EUA: Para nacionalistas brancos, Covid-19 veio na hora exata

Relatos de violência e assédio contra asiáticos vêm de todos os lados: sites de extrema-direita e redes sociais estão repletas de mensagens e teorias conspiratórias e racistas, especialmente contra chineses.

Asiáticos protestam em Massachussets: "Minha etnia não é um vírus".

A pandemia de Covid-19 colocou em evidência as debilidades do neoliberalismo, tornando-o repentinamente uma caricatura grotesca. Quem cantava de galo, tomou um grande baque – alto o bastante para evidenciar não somente a desigualdade social nos Estados Unidos, mas também a racial. Enquanto isso, os “haters”, personificados nos Nacionalistas brancos, estão bem atentos ao que se passa. E eles não estão sozinhos. A ala apocalíptica da direita religiosa também aproveita para, a seu modo, decretar o fim dos tempos.

Relatos de violência e assédio contra asiáticos vêm de todos os lados: sites de extrema-direita e redes sociais estão repletas de mensagens e teorias conspiratórias e racistas, especialmente contra chineses. Ressurge o mito do “perigo amarelo” – e com ele o poder do Orientalismo para fazer dos asiáticos alvos fáceis por seus gostos, interesses e cultura. A insistência do presidente Trump em chamar o Covid-19 de “chinês”, embora seja um aceno para sua base eleitoral, acaba se tornando um importante fator aqui, legitimando teorias racistas e conspiratórias da extrema-direita. Essa legitimidade é amplificada quando o governo federal pouco faz diante do aumento de crimes de ódio contra essas comunidades.

Essa é uma aposta alta. Esse nacionalismo branco não é apenas um movimento marginal, guiado por figuras exóticas e foras-da-lei. Eles são bem organizados politicamente e jogaram um papel importante para a eleição do atual presidente norte-americano.

Como resultado, a extrema-direita está mais bem posicionada para exercer influência do que a extrema-esquerda.

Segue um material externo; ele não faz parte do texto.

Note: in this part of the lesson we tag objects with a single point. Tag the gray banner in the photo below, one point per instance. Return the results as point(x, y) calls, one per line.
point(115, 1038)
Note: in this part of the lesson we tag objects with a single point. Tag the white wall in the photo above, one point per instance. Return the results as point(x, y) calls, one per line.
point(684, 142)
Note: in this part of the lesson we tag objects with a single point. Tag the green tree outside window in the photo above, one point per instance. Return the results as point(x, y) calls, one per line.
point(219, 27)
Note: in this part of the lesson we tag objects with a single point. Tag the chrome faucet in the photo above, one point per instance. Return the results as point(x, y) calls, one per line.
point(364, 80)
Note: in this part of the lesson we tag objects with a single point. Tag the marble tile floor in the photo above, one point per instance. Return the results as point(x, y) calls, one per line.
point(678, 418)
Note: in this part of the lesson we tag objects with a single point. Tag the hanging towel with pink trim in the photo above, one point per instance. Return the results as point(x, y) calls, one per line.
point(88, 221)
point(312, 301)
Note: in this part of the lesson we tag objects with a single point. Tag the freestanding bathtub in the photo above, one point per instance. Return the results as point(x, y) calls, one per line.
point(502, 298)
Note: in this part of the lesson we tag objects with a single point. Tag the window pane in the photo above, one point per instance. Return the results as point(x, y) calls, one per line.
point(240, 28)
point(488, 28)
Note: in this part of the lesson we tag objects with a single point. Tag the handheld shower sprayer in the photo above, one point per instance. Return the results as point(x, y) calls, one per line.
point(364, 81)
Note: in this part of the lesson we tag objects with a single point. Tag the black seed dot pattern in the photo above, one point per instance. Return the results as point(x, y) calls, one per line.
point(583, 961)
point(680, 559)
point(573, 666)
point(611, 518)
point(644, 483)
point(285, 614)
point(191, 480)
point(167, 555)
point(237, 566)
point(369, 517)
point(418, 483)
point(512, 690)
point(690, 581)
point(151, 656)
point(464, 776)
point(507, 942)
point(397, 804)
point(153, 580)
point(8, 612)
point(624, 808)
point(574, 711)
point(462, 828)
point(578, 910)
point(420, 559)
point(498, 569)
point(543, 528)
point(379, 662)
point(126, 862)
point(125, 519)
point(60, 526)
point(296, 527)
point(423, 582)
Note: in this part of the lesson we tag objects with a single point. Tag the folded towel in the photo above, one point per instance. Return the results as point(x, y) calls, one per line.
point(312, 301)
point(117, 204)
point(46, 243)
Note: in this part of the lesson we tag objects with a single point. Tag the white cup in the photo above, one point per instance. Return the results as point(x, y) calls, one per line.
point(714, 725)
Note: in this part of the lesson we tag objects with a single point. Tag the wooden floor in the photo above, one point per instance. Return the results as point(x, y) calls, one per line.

Somados, os teocráticos cristãos e os nacionalistas brancos são suportados pelas oligarquias conservadoras; eles têm faculdades, escolas de Direito, mídia e, sobretudo, um exército paramilitar muito bem armado. E, desde a vitória de Trump, passaram a fazer parte da coalizão Republicana, influenciando até mesmo parte dos funcionários da Casa Branca.

Para esses grupos, a atual pandemia chegou em um bom momento, pois quando se trata de ocupar espaços, nacionalistas brancos são especialistas. No vácuo do Atentado de Oklahoma, há 25 anos, eles souberam como agir nas sombras. Na ocasião, fizeram excelente uso de tecnologia para criar sofisticados sites que recrutaram, radicalizaram e orientaram politicamente. Quando o sistema político e econômico pareceu frágil, eles souberam usar esses fatores para galvanizar movimentos radicais, chegando até mesmo a incitar revoluções e uma guerra civil.  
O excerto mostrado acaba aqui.